The door. He has to get out, and then he can look. With that thought gripping his consciousness he breaks into a run, feet thudding hard against the threadbare carpet as he sprints for the exit. This can’t have been for nothing. He can’t live on without him. He has to be there.
It’s the same red door that he entered through, gleaming and bright. It beckons him forward like a lighthouse. It’s just as polished and perfect as before, and when he grasps the handle it turns easily and swings open. For a moment he thinks he’s once more been plunged into darkness, but after a few moments his eyes adjust and he realizes he’s once more in the basement of the ramshackle house in South Dakota. While he wants to turn and search for Hannibal, he doesn’t know the rules. Is he out far enough?

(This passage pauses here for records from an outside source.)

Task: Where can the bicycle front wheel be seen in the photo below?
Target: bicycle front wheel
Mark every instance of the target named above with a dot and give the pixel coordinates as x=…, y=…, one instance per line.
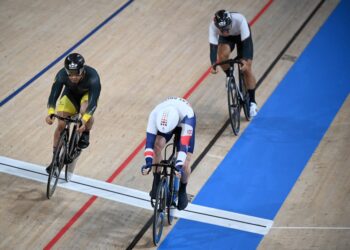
x=159, y=211
x=56, y=166
x=234, y=107
x=245, y=94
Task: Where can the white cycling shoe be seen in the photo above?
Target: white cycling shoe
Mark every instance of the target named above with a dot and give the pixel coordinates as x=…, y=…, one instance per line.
x=253, y=110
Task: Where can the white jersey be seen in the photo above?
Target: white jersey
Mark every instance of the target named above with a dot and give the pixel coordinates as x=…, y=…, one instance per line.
x=181, y=105
x=239, y=26
x=187, y=123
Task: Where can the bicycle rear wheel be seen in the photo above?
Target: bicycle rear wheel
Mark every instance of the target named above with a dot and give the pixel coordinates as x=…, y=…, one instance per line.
x=234, y=107
x=172, y=197
x=159, y=211
x=57, y=165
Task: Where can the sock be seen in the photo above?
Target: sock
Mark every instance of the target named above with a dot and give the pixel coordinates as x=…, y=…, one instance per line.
x=156, y=178
x=182, y=187
x=251, y=93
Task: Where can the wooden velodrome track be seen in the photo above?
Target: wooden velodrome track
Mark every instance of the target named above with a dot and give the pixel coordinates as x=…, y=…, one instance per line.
x=147, y=52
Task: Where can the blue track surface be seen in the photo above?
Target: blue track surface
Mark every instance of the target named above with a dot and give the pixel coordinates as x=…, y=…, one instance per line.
x=261, y=168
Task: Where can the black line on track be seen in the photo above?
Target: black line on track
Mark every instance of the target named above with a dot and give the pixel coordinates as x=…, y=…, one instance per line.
x=222, y=129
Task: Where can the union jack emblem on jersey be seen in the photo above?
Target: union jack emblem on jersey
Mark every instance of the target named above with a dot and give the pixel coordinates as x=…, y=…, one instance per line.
x=164, y=120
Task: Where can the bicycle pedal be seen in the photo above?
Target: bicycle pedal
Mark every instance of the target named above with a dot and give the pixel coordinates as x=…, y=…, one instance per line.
x=190, y=197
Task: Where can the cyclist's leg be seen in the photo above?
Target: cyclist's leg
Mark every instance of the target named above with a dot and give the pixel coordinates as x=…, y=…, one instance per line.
x=225, y=47
x=85, y=137
x=245, y=50
x=161, y=140
x=64, y=108
x=183, y=200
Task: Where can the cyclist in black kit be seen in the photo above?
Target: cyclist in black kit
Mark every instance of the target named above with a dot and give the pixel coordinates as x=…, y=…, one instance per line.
x=81, y=93
x=226, y=30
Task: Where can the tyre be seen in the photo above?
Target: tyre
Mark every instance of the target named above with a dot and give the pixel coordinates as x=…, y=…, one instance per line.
x=172, y=198
x=57, y=165
x=245, y=94
x=234, y=107
x=159, y=211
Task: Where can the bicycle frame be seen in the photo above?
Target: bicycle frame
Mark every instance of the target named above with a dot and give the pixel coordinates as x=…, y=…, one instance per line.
x=66, y=153
x=236, y=93
x=166, y=191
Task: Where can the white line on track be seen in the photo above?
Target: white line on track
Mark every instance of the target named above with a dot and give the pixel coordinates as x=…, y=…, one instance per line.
x=313, y=228
x=137, y=198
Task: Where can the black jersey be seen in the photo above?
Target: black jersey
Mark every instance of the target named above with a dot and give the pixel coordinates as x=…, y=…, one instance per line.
x=90, y=83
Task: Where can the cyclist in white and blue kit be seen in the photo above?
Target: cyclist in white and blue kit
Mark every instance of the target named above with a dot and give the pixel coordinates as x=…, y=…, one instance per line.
x=226, y=30
x=172, y=116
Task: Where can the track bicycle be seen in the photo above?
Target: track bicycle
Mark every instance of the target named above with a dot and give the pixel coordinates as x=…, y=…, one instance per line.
x=66, y=153
x=167, y=189
x=237, y=94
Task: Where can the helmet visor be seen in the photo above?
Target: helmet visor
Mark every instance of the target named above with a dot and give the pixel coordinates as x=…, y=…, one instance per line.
x=75, y=72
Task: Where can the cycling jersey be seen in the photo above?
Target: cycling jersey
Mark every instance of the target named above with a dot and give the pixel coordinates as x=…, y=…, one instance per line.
x=186, y=128
x=238, y=33
x=88, y=88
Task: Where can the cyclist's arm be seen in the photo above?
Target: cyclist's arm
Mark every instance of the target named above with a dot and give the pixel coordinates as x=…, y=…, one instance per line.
x=244, y=28
x=94, y=94
x=213, y=42
x=185, y=138
x=55, y=93
x=150, y=138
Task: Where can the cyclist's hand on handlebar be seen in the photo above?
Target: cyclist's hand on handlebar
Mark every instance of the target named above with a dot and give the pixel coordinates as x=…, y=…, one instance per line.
x=243, y=65
x=179, y=171
x=82, y=127
x=145, y=169
x=49, y=119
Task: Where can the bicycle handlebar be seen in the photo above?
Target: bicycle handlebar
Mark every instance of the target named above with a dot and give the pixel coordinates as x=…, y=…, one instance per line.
x=164, y=165
x=68, y=119
x=231, y=62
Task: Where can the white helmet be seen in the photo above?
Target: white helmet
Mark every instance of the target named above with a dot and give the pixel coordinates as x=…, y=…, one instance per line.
x=167, y=119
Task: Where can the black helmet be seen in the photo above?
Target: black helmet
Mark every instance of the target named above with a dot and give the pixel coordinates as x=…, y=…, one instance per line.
x=74, y=64
x=222, y=19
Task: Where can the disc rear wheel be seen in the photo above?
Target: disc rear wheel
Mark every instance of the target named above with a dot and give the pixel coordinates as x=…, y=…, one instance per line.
x=159, y=211
x=234, y=108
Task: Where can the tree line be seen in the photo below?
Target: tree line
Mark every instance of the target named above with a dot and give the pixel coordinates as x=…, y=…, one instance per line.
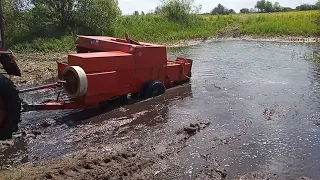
x=267, y=6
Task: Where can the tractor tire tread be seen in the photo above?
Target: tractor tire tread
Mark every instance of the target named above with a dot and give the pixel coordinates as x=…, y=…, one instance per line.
x=10, y=94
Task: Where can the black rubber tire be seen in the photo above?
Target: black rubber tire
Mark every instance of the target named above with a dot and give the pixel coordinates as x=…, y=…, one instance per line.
x=12, y=103
x=153, y=89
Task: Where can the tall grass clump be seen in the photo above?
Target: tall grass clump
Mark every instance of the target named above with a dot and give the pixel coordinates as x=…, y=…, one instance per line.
x=177, y=10
x=52, y=24
x=300, y=23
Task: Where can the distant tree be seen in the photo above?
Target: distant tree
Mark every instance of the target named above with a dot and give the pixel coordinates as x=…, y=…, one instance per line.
x=244, y=10
x=306, y=7
x=268, y=6
x=157, y=10
x=253, y=10
x=277, y=7
x=286, y=9
x=261, y=5
x=220, y=9
x=231, y=11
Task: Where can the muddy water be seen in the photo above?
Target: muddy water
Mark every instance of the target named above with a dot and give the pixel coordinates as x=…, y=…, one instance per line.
x=261, y=99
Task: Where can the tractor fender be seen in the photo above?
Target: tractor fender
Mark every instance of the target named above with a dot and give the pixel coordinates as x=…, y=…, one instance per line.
x=76, y=81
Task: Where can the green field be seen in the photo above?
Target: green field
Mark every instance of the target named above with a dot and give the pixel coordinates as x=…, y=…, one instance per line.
x=156, y=29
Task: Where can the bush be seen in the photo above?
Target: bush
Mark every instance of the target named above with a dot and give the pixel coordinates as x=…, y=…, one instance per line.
x=97, y=17
x=177, y=10
x=48, y=19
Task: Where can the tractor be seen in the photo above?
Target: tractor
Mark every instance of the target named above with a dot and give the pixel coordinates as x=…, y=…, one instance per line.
x=102, y=69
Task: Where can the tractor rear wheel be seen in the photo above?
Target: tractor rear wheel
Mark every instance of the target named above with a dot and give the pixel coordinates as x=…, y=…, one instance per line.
x=153, y=89
x=10, y=108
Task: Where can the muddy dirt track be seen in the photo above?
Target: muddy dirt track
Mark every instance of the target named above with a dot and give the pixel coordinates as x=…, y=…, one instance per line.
x=251, y=111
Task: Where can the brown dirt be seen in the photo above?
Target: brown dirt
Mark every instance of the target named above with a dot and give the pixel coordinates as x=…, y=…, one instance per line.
x=37, y=67
x=132, y=159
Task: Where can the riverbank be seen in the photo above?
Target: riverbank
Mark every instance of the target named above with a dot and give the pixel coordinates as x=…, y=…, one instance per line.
x=156, y=29
x=39, y=67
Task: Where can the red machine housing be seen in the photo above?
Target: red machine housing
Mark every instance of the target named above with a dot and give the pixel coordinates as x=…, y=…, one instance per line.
x=115, y=67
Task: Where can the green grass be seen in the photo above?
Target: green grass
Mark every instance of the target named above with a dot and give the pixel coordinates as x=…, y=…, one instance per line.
x=156, y=29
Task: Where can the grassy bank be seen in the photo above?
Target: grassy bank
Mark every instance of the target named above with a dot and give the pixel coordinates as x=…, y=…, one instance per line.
x=156, y=29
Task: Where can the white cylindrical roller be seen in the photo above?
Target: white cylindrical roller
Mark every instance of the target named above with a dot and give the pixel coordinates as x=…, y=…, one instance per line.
x=76, y=81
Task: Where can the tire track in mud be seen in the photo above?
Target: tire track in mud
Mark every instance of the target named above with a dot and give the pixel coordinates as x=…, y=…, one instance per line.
x=150, y=158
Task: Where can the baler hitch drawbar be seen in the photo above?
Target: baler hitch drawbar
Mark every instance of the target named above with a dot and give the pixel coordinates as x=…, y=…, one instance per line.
x=105, y=68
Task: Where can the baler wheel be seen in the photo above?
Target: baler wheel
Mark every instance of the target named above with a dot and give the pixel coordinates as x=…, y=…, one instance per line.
x=10, y=108
x=76, y=81
x=153, y=89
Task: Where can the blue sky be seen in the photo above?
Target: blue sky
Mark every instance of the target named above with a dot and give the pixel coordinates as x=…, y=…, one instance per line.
x=129, y=6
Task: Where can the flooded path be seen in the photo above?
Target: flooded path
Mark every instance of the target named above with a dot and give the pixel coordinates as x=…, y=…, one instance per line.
x=261, y=100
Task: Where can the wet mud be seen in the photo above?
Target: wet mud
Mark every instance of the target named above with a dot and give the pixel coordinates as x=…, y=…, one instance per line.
x=251, y=111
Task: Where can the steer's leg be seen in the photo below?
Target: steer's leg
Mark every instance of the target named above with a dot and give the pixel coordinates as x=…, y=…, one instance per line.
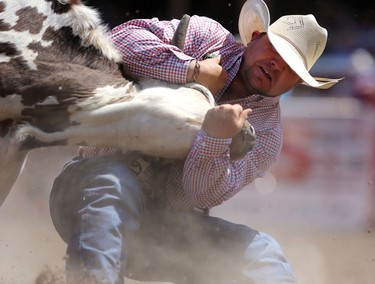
x=11, y=163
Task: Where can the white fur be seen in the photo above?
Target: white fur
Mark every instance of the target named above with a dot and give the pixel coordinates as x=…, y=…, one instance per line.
x=158, y=121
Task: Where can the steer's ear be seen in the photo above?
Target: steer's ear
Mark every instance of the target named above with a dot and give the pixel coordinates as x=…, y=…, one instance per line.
x=243, y=142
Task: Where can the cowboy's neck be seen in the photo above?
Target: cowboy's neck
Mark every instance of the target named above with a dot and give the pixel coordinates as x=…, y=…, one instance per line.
x=236, y=90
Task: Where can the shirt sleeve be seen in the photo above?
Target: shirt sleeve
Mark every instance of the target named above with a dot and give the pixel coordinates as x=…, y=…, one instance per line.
x=210, y=177
x=145, y=45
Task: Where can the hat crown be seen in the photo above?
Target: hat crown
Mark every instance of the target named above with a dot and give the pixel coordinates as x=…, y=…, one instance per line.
x=304, y=34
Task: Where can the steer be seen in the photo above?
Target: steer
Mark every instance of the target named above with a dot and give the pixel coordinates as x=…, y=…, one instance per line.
x=62, y=83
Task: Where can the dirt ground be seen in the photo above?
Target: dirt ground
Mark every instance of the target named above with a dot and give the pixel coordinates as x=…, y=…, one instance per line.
x=30, y=247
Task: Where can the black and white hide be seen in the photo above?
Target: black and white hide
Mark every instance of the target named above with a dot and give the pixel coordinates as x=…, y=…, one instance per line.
x=61, y=83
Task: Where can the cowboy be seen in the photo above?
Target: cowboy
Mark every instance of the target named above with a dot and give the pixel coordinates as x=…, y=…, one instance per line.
x=120, y=222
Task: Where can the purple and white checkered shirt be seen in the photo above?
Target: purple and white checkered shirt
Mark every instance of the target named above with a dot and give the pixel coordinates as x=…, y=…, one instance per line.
x=207, y=177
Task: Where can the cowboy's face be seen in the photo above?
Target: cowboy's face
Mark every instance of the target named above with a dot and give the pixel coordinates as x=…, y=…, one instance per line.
x=263, y=70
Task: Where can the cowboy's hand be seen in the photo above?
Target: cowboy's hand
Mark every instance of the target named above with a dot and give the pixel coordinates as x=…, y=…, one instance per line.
x=211, y=74
x=225, y=121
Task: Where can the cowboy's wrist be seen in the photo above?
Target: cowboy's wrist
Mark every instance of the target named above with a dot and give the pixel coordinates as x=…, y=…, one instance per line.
x=193, y=71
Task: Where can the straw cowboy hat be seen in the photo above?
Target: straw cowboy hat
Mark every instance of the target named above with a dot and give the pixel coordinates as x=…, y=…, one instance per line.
x=297, y=38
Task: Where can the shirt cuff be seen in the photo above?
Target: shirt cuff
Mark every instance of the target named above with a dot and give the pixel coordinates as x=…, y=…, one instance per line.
x=210, y=146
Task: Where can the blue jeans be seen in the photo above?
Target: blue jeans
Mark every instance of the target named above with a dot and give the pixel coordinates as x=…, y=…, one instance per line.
x=113, y=230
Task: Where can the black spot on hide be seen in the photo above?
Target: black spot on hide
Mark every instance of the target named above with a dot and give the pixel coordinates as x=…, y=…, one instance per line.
x=59, y=8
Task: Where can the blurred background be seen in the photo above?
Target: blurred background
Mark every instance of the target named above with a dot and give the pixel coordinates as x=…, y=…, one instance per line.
x=318, y=201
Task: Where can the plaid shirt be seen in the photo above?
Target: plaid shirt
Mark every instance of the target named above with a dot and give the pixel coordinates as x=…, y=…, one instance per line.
x=207, y=177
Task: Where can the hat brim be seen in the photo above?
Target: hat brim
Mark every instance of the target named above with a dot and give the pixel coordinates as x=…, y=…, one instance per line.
x=254, y=16
x=295, y=61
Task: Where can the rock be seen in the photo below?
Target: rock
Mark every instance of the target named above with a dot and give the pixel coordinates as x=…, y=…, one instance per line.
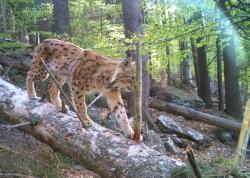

“Hannibal?” Still no response. He runs for the stairs, darting up and into the hallway that led him down into this maze in the first place. He can see moonlight streaming in through the windows, bright and gleaming as it’s reflected off of the snow outside. It’s been a few hours...or has it been a few days? He has no way of knowing and no real desire to check. He needs to get outside. He knows if he gets outside he can turn around and God, he’s never been a religious man but he’s praying to whomever might be listening that Hannibal is there with him.
Through few more doors, over a wooden floor that protests with each frantic step. He can see the front door, he’s so close. Just a few more moments and he’s throwing it open, and he’s out, and-
The world goes pitch black before him.
His foot catches on the step he was aiming for, sending him sprawling onto the ground. His body hits the snow, a thrill of pain rushing from his palms and through his arms as the shock races through him. He can’t see. He knows he’s outside, he can feel the bitter chill of winter clawing through his naked chest and back, but he can’t see. As he rubs firmly at his eyes he tries to get to his feet but only trips again, this time landing with his face in the snow. Something that feels suspiciously like blood drips down his lips and chin.
This is it. The part of himself he had to give up. The world is dark and he has nothing to show for it. He is alone
For the second time that day, Will feels hot tears welling in his eyes and dripping down his cheeks. His body feels like he’s been traveling for weeks. The snow manages to soothe the blisters on his feet, but every muscles in his body screams in agony. He starts crawling slowly, in the direction he hopes will lead him to the car. He can’t drive like this but he can at least get the heater started and pray help comes.
He was stupid to believe in fairytales. He is no Orpheus and Hannibal is no Eurydice, there is no magical underworld where he could go and bring his long lost love back from the dead. He is not a Greek hero. He is blind, and cold, and alone.
He is so, so, alone.
A wave of agony grips him stronger than any physical pain he’s ever felt. A strange noise fills the air - with alarm he realizes that it’s his own voice, screaming into the darkness he is lost within. He drags himself to his feet, staggering forward, arms clasped tight around his shaking body. He only makes it a few trembling steps before he trips once more.
This time he is caught mid-air. Strong arms pull him close, his body soon held tight to the warmth of another. Just as he begins to panic he catches the scent of a familiar cologne, soothing his mind and easing his fear. Hannibal brushes his lips softly over Will’s temple, his own body shaking. Soon a mouth covers his own, kissing him again and again with what is clearly reverence and a trembling affection that grips them both in fits and waves.
A soft voice washes over him, lips brushing against his skin. “You did well, Will. You did so very well.”